One particular important beach safety item the Commander addressed besides a rescue heaving line was a whistle. Not only does it attract attention it can be used to beckon kids should they wander to far off shore or near hazardous waters like near piers and breakwaters.
A whistle complements a recent brilliant beach safety program implemented by the City of Manistee, 911, the local Revenue Sharing Board, and Rotary club. This joint effort culminated in the deployment of three beach aid stations, allowing beach goers access to safety equipment and 911 access. A whistle would draw attention to an emergency allowing those near the safety beach station to take action.

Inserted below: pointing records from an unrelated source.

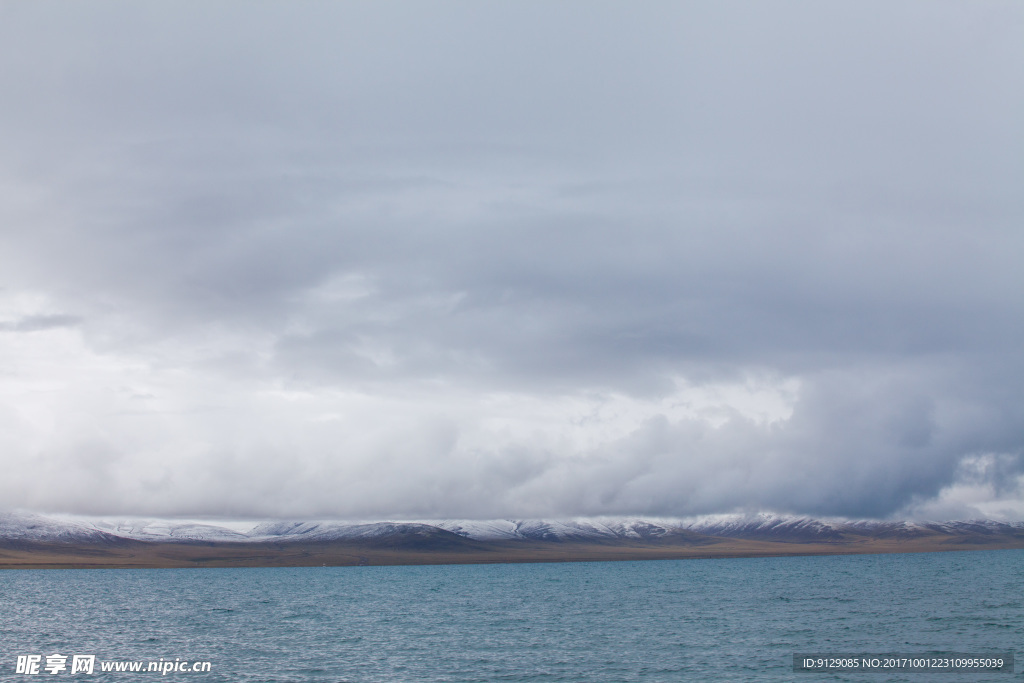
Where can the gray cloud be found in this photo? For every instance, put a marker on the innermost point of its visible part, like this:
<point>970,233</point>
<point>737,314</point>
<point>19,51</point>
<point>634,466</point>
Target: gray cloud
<point>375,259</point>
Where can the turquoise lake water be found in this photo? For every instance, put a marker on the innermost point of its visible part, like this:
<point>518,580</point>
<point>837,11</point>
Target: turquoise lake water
<point>730,620</point>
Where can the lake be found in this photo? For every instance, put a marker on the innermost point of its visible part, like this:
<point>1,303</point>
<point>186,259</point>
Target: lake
<point>729,620</point>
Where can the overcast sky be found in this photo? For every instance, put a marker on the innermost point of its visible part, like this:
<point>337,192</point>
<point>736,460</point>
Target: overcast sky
<point>512,259</point>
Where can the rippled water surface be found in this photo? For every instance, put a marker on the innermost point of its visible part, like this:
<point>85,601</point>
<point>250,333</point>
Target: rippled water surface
<point>656,621</point>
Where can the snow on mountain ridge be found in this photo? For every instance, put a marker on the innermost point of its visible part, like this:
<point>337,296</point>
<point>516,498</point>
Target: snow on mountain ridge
<point>30,526</point>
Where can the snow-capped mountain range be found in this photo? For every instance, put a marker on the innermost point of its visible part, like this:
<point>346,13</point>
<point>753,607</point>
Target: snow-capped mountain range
<point>20,526</point>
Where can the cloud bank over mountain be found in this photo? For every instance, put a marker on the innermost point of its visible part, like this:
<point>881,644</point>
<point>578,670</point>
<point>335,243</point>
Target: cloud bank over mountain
<point>512,260</point>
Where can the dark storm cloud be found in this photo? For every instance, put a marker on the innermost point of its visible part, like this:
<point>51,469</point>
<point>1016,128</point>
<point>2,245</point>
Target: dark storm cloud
<point>432,207</point>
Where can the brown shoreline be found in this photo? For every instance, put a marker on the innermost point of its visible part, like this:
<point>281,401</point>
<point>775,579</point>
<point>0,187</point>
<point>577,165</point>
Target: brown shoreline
<point>136,554</point>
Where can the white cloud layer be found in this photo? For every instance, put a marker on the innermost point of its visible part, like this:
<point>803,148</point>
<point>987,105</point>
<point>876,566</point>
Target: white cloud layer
<point>513,259</point>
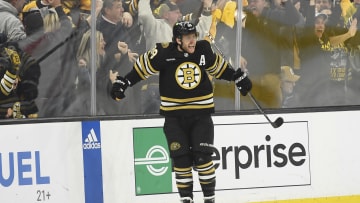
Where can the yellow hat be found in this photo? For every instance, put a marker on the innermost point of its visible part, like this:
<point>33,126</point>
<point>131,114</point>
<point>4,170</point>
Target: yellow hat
<point>287,74</point>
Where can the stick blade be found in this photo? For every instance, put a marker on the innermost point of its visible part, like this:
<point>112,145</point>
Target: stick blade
<point>278,122</point>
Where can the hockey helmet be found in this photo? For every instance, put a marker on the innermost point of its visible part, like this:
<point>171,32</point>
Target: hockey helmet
<point>183,28</point>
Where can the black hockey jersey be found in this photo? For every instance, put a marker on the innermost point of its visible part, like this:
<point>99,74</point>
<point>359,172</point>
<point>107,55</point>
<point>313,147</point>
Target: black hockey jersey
<point>185,87</point>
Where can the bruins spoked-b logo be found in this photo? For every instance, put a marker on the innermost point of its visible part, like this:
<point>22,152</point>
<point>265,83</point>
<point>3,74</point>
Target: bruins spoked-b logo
<point>188,75</point>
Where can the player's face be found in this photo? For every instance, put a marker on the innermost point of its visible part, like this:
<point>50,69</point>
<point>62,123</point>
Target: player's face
<point>188,43</point>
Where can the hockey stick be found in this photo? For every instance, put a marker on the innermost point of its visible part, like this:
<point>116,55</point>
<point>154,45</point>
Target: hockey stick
<point>279,121</point>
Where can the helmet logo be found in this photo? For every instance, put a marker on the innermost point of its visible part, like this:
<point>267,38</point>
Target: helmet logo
<point>188,75</point>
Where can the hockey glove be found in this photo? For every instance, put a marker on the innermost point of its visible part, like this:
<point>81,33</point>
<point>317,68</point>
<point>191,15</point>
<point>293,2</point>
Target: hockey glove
<point>119,87</point>
<point>243,83</point>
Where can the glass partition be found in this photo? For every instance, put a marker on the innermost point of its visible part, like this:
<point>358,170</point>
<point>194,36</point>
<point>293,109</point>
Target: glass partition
<point>298,53</point>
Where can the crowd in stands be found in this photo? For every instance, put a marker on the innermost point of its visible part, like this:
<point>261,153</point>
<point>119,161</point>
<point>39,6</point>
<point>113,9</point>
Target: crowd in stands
<point>298,53</point>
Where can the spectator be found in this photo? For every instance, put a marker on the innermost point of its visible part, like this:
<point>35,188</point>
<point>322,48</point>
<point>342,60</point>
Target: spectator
<point>81,103</point>
<point>261,37</point>
<point>323,55</point>
<point>186,103</point>
<point>50,49</point>
<point>289,97</point>
<point>114,23</point>
<point>19,80</point>
<point>10,24</point>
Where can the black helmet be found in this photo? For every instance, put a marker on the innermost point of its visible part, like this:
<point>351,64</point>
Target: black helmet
<point>183,28</point>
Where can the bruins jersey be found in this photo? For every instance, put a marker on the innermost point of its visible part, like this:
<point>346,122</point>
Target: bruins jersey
<point>185,87</point>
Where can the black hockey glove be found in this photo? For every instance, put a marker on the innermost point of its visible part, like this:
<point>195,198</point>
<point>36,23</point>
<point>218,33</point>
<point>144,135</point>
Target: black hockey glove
<point>119,87</point>
<point>243,83</point>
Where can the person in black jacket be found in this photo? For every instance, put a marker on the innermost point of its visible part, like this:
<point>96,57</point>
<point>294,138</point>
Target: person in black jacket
<point>19,74</point>
<point>187,102</point>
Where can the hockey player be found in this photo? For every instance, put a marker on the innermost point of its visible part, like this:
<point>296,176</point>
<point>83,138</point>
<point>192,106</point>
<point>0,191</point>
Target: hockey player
<point>19,77</point>
<point>186,102</point>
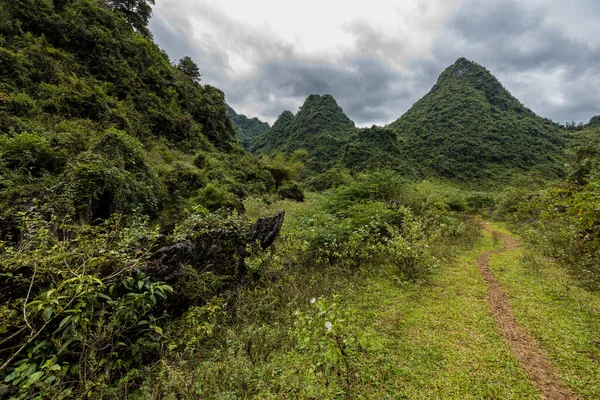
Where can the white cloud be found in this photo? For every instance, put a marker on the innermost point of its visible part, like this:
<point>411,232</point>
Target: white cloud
<point>378,57</point>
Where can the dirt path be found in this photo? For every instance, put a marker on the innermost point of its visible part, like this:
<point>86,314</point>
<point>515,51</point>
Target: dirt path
<point>525,348</point>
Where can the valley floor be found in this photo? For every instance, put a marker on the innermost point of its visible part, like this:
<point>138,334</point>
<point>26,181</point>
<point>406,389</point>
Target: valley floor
<point>443,340</point>
<point>535,334</point>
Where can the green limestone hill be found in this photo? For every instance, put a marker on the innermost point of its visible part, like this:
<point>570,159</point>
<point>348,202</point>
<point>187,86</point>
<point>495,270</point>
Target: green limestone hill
<point>469,128</point>
<point>247,129</point>
<point>96,120</point>
<point>320,127</point>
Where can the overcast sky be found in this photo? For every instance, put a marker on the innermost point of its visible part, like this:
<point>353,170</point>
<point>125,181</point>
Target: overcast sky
<point>379,57</point>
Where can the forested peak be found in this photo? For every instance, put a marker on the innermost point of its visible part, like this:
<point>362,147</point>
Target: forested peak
<point>469,128</point>
<point>285,117</point>
<point>247,129</point>
<point>465,75</point>
<point>594,121</point>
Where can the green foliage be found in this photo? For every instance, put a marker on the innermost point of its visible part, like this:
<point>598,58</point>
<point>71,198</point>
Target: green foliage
<point>468,128</point>
<point>76,321</point>
<point>189,68</point>
<point>267,339</point>
<point>563,221</point>
<point>248,129</point>
<point>320,127</point>
<point>292,190</point>
<point>137,13</point>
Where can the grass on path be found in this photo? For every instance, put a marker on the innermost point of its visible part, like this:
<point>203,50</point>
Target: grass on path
<point>562,317</point>
<point>440,340</point>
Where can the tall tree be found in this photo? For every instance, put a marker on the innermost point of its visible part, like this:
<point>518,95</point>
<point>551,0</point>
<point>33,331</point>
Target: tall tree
<point>190,68</point>
<point>137,13</point>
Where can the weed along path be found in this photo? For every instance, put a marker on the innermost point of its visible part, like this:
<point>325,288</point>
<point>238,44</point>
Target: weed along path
<point>524,347</point>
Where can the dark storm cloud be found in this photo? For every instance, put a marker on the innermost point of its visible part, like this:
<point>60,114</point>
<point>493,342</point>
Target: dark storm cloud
<point>366,88</point>
<point>548,68</point>
<point>551,65</point>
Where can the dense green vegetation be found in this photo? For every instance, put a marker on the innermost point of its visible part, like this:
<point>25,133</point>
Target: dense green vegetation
<point>563,220</point>
<point>145,254</point>
<point>470,129</point>
<point>107,150</point>
<point>247,129</point>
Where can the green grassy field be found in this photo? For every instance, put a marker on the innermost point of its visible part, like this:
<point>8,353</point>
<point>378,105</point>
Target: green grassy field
<point>563,318</point>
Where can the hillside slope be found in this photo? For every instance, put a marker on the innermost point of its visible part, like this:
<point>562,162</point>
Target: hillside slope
<point>320,127</point>
<point>95,120</point>
<point>469,128</point>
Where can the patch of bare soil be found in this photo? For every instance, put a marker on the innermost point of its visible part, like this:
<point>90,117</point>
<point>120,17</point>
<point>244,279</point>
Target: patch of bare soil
<point>525,348</point>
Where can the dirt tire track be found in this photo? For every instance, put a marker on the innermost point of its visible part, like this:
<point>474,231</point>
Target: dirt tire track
<point>525,348</point>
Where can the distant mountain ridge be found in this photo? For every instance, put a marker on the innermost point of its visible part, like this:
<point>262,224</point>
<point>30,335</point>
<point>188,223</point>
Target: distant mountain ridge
<point>321,127</point>
<point>247,129</point>
<point>470,128</point>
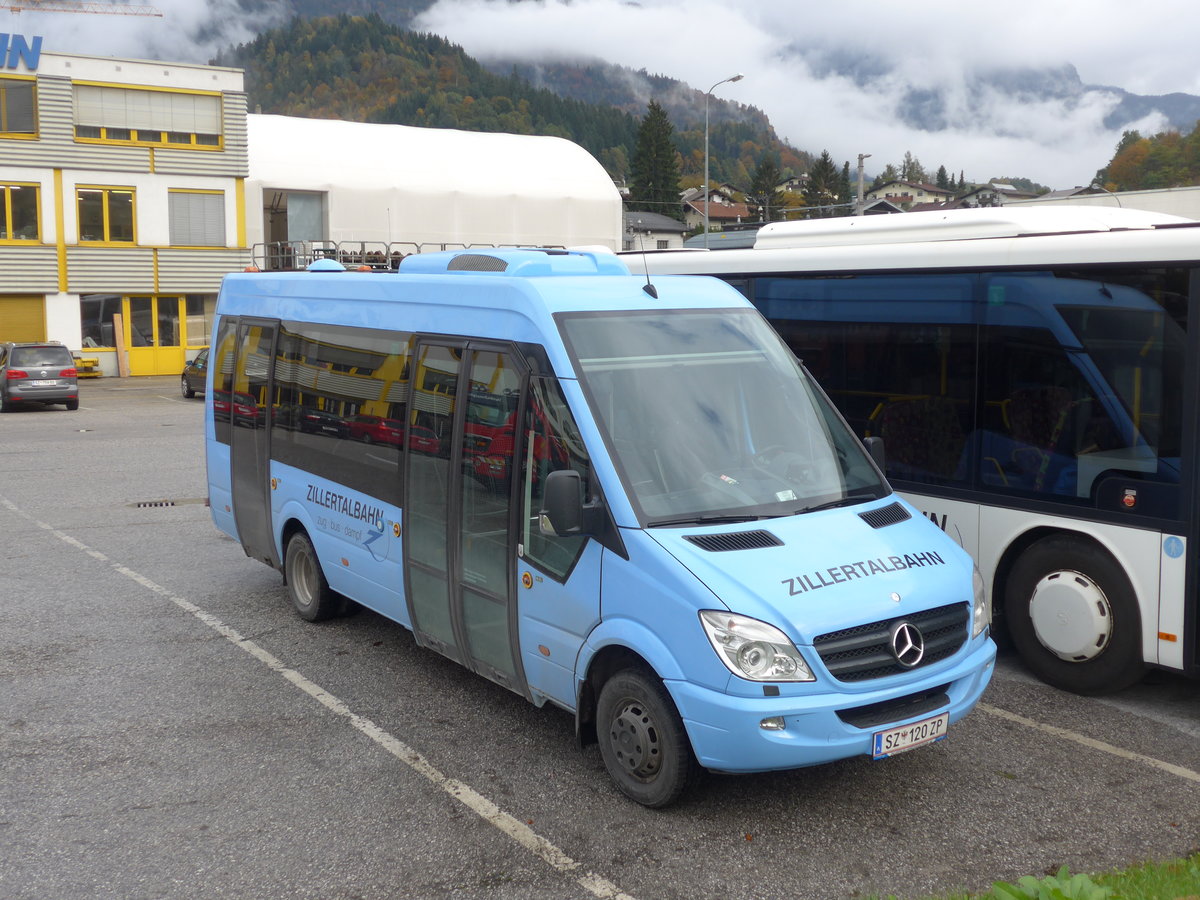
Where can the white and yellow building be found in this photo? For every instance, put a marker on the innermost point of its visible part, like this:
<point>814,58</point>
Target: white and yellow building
<point>121,203</point>
<point>129,189</point>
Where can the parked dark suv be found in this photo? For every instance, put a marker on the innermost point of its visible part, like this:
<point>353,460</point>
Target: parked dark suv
<point>37,373</point>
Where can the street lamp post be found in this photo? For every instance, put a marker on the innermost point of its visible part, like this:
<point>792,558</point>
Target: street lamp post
<point>708,95</point>
<point>858,205</point>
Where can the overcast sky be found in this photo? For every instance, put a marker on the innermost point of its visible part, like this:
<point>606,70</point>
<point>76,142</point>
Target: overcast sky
<point>779,45</point>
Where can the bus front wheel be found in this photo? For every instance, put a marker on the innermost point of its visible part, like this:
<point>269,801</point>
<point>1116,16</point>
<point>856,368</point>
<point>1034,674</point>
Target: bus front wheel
<point>1073,617</point>
<point>642,739</point>
<point>311,594</point>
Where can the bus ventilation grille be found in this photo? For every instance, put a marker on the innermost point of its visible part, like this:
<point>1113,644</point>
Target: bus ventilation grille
<point>742,540</point>
<point>477,263</point>
<point>863,653</point>
<point>885,516</point>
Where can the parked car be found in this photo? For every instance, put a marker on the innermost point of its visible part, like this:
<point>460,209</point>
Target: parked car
<point>376,430</point>
<point>195,372</point>
<point>319,421</point>
<point>37,373</point>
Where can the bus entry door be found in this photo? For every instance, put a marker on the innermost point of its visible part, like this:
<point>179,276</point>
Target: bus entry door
<point>459,521</point>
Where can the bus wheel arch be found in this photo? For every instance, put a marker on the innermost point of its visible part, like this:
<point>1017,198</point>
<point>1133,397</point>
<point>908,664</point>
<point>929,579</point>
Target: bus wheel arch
<point>307,587</point>
<point>642,738</point>
<point>1071,612</point>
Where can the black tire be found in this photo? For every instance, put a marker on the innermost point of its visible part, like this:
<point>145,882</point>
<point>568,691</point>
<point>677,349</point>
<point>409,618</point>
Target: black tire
<point>642,739</point>
<point>1073,617</point>
<point>311,594</point>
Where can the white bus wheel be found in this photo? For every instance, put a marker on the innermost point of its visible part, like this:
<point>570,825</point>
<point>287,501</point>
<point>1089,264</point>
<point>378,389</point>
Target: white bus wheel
<point>1073,617</point>
<point>311,594</point>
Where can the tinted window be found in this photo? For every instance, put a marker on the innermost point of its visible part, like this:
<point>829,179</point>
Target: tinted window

“We want the public to be able to assist themselves,” said Dave Bachman, Manistee chief of police. I couldn’t agree more with the Chief. Too often it’s too late despite the quick efforts of rescue responders. Those initial critical moments often lay in the hands of the public. It’s your call, take command.
Note: Tom Rau is a retired Coast Guard Senior chief, boating safety columnist, and author of Boat Smart Chronicles, Lake Michigan Devours Its Wounded. The book is a journal of recreational boating rescues he has written about over his 27-year career.